Using the latest x64 build from releases page in github.

$ difft --version
Difftastic 0.52.0 (b07e519 2023-10-08)
Wilfred commented 11 months ago

Oh my goodness, that's awful. Thanks for the report.

Wilfred commented 11 months ago

This is a display issue: the diffing logic finds changes, but since Python uses indentation for blocks it's not finding anything to display in this case.

$ DFT_LOG=trace difft a.py b.py                                          
 2023-10-25T15:51:54.861Z INFO  difft::options > CLI arguments: ["a.py", "b.py"]
 2023-10-25T15:51:54.875Z INFO  difft::diff::dijkstra > LHS nodes: 16 (1 toplevel), RHS nodes: 16 (1 toplevel)
 2023-10-25T15:51:54.875Z INFO  difft::diff::dijkstra > Saw 58 vertices (a Vertex is 80 bytes), arena consumed 7424 bytes, with 33 vertices left on heap.
 2023-10-25T15:51:54.875Z DEBUG difft::diff::dijkstra > Found a path of 9 with cost 709.
 2023-10-25T15:51:54.875Z DEBUG difft::diff::dijkstra > Initial 5 items on path: [
    "line:2  ...          line:2  ...          --- 100 EnterUnchangedDelimiter { depth_difference: 0 }",
    "line:2 if            line:2  ...          --- 300 EnterNovelDelimiterRHS",
Wilfred commented 10 months ago

The display logic is assuming that you can't have a structural change without having some novel tokens, which isn't true here.
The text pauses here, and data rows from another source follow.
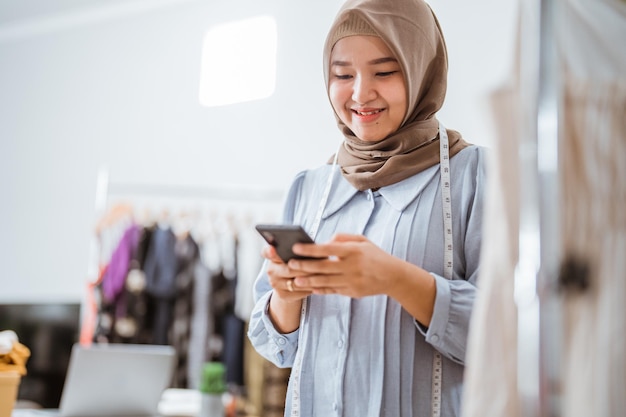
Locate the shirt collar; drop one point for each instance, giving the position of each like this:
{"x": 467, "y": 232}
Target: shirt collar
{"x": 398, "y": 195}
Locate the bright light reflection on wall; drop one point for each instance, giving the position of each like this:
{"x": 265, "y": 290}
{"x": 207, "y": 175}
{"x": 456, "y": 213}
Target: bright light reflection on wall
{"x": 239, "y": 62}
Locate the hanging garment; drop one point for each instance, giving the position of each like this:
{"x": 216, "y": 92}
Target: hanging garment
{"x": 161, "y": 269}
{"x": 592, "y": 158}
{"x": 594, "y": 197}
{"x": 187, "y": 254}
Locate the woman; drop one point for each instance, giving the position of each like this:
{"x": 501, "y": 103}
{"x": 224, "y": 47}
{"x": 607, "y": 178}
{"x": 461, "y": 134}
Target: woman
{"x": 379, "y": 326}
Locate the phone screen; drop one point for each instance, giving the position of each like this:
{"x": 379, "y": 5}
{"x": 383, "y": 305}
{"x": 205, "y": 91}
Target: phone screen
{"x": 283, "y": 237}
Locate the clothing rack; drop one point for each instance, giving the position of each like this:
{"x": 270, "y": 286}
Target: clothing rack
{"x": 105, "y": 190}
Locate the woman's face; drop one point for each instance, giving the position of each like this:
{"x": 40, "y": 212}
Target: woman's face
{"x": 366, "y": 87}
Every token has a matching token on the other side, which is interpreted as no changes. See hunks::sorted_novel_positions.

Wilfred commented 10 months ago

E.g. here's how delimiters are handled in the analogous JS.

Screenshot from 2023-11-11 10-59-34

Wilfred commented 10 months ago

Should probably mark the first node in the changed subtree as novel when this occurs.

ztane commented 6 months ago

The Python standard library tokenizer module (which you can test with python3 -mtokenize program.py) does produce INDENT and DEDENT tokens; however the dedent tokens it produces have always zero-width lexed content, yes, but the tokenizer marks them found at the new indent depth; however the lexed text for indent token contains the total whitespace from column 1 to the beginning of indented block.

Smaug123 commented 2 months ago

Would you like a separate issue filed for the corresponding error in F#, which is also whitespace-sensitive? I couldn't find one from a quick search, but would like to note the following test case (translated from the Python original).

let test a b =
    if a then
        printfn "%b" a
        if b then
            printfn "%b" b

and

let test a b =
    if a then
        printfn "%b" a
    if b then
        printfn "%b" b

displays the same "No syntactic changes" (Difftastic 0.59.0 (built with rustc 1.78.0)).

Wilfred commented 2 months ago

Thanks for the sample code 🙂

No, fixing this will affect all languages that have significant whitespace, it doesn't need a separate issue.